PIERRE, S.D. (KELO) — South Dakota’s state universities will take to heart the recommendations that come from an efficiency study that’s underway and will look for ways to make them work, an official for the South Dakota Board of Regents assured a panel of state lawmakers Friday.

“Trust, but verify,” Nathan Lukkes, the board’s chief attorney, told the Legislature’s Appropriations Committee about the approach he thought should be taken. “Trust the process, but at the same time, it’s your job to verify the process.”

The Senate Bill 55 work has been “an eye opener” for the universities and the regents, Lukkes said. “I think folks have heard you loud and clear.”

The regents launched the task force in October in response to a law passed in 2020. The most recent meeting was last week in Spearfish at Black Hills State University and there will be several more. The regents must report no later than November 15 to the legislative committee and the governor.

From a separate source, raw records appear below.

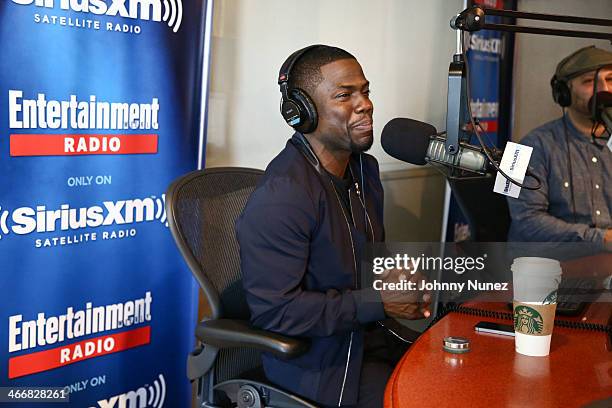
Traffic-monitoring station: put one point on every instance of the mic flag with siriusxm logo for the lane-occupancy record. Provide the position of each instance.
(489, 57)
(99, 112)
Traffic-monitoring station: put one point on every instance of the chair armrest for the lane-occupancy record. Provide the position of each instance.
(229, 333)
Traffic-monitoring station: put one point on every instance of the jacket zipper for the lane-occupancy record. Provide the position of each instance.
(348, 356)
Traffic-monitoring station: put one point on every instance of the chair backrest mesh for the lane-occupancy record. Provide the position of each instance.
(206, 208)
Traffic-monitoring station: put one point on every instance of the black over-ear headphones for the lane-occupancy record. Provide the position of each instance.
(561, 91)
(297, 108)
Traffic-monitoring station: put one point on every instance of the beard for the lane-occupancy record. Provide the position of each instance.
(362, 146)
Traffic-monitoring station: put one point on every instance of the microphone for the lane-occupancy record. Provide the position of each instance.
(601, 104)
(418, 143)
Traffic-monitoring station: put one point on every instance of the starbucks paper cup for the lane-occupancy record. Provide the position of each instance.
(535, 282)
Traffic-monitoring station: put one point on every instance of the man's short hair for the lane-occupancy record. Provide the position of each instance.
(583, 60)
(306, 73)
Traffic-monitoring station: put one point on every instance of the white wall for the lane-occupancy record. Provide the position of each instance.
(404, 47)
(536, 58)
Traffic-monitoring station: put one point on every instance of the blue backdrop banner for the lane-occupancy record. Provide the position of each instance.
(99, 112)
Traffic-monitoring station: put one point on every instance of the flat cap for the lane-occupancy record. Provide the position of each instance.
(584, 60)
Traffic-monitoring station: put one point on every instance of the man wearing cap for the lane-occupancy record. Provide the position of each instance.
(572, 161)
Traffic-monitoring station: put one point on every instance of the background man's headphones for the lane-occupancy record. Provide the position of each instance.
(297, 108)
(561, 91)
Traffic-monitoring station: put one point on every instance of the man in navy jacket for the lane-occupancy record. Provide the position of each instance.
(303, 230)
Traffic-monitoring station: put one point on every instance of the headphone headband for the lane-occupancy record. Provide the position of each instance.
(297, 108)
(283, 75)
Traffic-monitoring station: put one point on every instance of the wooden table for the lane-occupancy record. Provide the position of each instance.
(578, 370)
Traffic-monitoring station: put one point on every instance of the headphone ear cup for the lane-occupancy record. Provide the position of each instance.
(308, 111)
(561, 92)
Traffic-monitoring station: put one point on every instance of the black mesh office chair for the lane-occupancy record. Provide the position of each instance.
(202, 207)
(486, 212)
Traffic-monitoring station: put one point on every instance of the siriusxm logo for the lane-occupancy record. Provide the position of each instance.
(489, 45)
(147, 396)
(25, 220)
(169, 11)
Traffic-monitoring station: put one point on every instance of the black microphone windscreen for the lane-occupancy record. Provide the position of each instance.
(407, 139)
(603, 100)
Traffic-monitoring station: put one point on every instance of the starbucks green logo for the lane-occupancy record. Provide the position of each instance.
(527, 320)
(551, 298)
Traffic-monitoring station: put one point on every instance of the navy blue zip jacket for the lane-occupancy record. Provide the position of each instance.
(300, 256)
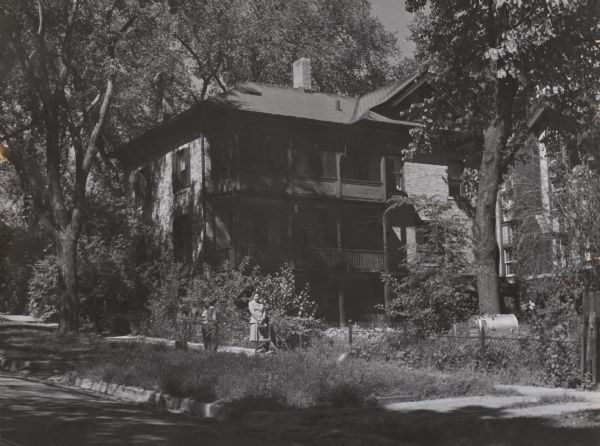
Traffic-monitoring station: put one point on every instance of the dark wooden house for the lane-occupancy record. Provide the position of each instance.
(290, 175)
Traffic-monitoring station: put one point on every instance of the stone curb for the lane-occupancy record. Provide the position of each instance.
(171, 343)
(19, 365)
(219, 410)
(28, 325)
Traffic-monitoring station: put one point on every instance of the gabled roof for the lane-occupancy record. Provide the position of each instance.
(273, 100)
(286, 101)
(367, 102)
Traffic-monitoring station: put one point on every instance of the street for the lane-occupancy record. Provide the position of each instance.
(34, 414)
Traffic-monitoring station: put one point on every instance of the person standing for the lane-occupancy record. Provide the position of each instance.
(210, 327)
(257, 321)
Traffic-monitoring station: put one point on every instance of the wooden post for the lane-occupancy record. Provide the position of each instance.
(350, 332)
(338, 174)
(342, 310)
(593, 343)
(482, 340)
(386, 260)
(584, 334)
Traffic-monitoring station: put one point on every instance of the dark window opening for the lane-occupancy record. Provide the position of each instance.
(362, 231)
(395, 174)
(183, 239)
(263, 154)
(254, 229)
(314, 161)
(315, 228)
(454, 188)
(362, 166)
(181, 169)
(141, 187)
(455, 171)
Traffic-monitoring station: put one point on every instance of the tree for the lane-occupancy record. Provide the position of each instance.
(490, 63)
(64, 63)
(436, 290)
(233, 41)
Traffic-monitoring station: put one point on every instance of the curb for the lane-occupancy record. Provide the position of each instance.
(170, 343)
(219, 410)
(19, 365)
(42, 326)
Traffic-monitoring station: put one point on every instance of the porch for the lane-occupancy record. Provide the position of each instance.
(304, 258)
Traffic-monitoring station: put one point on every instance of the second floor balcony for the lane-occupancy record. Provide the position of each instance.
(305, 258)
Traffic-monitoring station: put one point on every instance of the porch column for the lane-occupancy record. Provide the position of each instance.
(338, 219)
(383, 179)
(338, 174)
(341, 302)
(386, 258)
(290, 245)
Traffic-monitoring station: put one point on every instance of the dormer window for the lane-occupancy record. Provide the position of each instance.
(181, 169)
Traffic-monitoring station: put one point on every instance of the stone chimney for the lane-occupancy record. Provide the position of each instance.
(302, 74)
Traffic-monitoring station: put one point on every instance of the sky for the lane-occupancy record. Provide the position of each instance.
(395, 19)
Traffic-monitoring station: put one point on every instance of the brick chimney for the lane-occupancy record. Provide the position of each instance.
(302, 74)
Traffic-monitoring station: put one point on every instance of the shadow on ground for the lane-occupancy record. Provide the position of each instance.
(465, 427)
(36, 414)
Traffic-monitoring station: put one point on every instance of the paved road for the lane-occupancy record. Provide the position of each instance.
(35, 414)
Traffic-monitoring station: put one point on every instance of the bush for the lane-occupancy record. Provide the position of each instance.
(299, 378)
(434, 292)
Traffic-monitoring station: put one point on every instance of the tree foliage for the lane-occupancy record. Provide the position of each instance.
(64, 63)
(437, 289)
(491, 63)
(233, 41)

The regents are established in the South Dakota Constitution to govern the state universities and are appointed by the governor, with Senate confirmation. Senator Jean Hunhoff asked Thursday how lawmakers can get the regents to move forward. “That’s my concern.” 

Representative Steven Haugaard said the regents have the duty. “They just haven’t been doing it.” He asked whether each of the six universities needs a president and whether South Dakota needs all of the campuses. He acknowledged discussions are hard because they dramatically affect communities.

“The ultimate hammer is the allocation of funds from the Legislature. We can certainly cut off a hundred million dollars as an incentive if they don’t do their job,” Haugaard said.  

Representative Chris Karr said legislators have shared the concerns to the others involved in the SB 55 effort. He said the Legislature’s work group was ready two years ago “with the red pens and axe” to start chopping the universities’ budgets but went with the efficiency study instead.

The task force has three committees looking at academics, administration and infrastructure. Karr said universities were already addressing some topics that bothered legislators but didn’t tell them.

Nonetheless there are significant problems and potential efficiencies. The University of South Dakota and South Dakota State University are competing for nursing-degree students with rival programs offered in western South Dakota. Students’ food services could be consolidated. Contracts-software systems are a patchwork at the universities, and the state auditor office’s 18-year-old records system reportedly is so fragile that hard copies of documents are necessary.

Karr said he doesn’t want the November report to gather dust on a shelf. “I believe this is something that is going to be implemented.” And, he noted, the committee will still have the red pens. 

Janice Minder, the regents’ vice president for academic policy and planning, said there already are results. She said the regents have committed to lean-process efficiency training throughout the universities system and will have two internal lean analyses conducted each year. “SB55 has been helpful. Let’s not let it stop.”

Representative Hugh Bartels said he has “a pretty strong commitment” from the regents’ executive director, Brian Maher, and the regents. “I think we’ve got buy-ins to get something done here.” Bartels said standardization of information technology standards, for example, will be a huge change and save a lot of cost. “I’m really excited about that.”

Bartels expressed confidence in the plan producing. “I think we need to keep monitoring it,” he said. “I think we’re going to have a better result than we’re dreading — and I think it’s going to work.”